DayBreaks for 8/27/15: The Power of Together
From the DayBreaks archive, 8/29/2005:
It hasn’t been that long – you may remember it. A few years back a tremendous human drama played out above and below ground in the Quecreek mine in Pennsylvania. A group of miners were drilling in a coal mine shaft. Unbeknownst to them, their map was wrong. They believed that they were hundreds of feet away from an old mine shaft that had long ago been flooded. As their drill bit broke through into the flooded shaft, millions of gallons of water began pouring into the mine where they were working. The water filled the lower section of the shaft and cut off their escape route to the surface. They were trapped in a cold, totally dark mine shaft.
I probably would have totally freaked out – I am claustrophobic, and one of my worst nightmares is to be trapped somewhere. But these men decided early on that they would live or die as a group. They wouldn’t split up, taking their chances as individuals. Whatever their fate held, they would face it together. And so days passed while rescue teams drilled a new hole through which the men might be rescued. As they huddled together in the cold, dark wetness of the shaft, when one member became too cold, they would all huddle around that man and hold them until they warmed up, and then they’d take turns warming others.
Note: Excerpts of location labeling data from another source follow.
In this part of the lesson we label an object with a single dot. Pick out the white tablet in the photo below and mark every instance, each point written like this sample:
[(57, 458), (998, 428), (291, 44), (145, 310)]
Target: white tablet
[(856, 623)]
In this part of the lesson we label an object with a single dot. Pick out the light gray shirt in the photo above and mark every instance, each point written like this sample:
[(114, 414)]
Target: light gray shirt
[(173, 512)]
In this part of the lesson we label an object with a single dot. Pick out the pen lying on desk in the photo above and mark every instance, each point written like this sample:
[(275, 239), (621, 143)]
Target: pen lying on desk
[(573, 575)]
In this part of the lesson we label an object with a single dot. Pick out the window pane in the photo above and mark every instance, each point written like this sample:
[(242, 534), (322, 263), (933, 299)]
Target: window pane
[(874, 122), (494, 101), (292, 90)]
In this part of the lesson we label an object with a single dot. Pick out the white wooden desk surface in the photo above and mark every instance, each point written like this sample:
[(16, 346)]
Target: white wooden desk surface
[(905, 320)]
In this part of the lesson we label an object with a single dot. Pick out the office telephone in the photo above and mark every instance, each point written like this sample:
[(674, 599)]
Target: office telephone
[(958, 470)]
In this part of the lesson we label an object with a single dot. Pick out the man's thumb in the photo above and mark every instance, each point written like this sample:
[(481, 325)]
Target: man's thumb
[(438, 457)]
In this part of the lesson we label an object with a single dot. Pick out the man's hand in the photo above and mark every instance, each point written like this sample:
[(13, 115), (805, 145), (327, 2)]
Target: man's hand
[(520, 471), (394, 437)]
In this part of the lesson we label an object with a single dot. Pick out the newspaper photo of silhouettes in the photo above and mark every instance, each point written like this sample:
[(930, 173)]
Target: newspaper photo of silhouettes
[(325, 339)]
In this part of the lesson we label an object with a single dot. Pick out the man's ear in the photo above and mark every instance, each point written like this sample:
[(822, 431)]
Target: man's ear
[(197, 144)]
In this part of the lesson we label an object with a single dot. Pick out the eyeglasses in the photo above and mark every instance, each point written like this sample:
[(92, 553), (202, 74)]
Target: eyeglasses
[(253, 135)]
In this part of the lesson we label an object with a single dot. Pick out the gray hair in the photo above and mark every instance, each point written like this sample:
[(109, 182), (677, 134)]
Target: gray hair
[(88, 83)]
Eventually, the rescuers managed to reach the men and they were all rescued from several hundred feet underground. The rescue was shown on television. It took place at night, as I recall, when the first miners were brought up to the surface, soaked, dirty, but very, very happy to be alive. I was very moved by the images of the men coming up out of that dark pit.
As Christians there are powerful lessons in what happened to these men.
FIRST: it’s important to have the right map. If they’d not had an incorrect map, they wouldn’t have ever drilled the hole that let the water in. We can easily look for direction in the wrong places. Guidance must come from a reliable source. If you want truth, you must turn to the Truth.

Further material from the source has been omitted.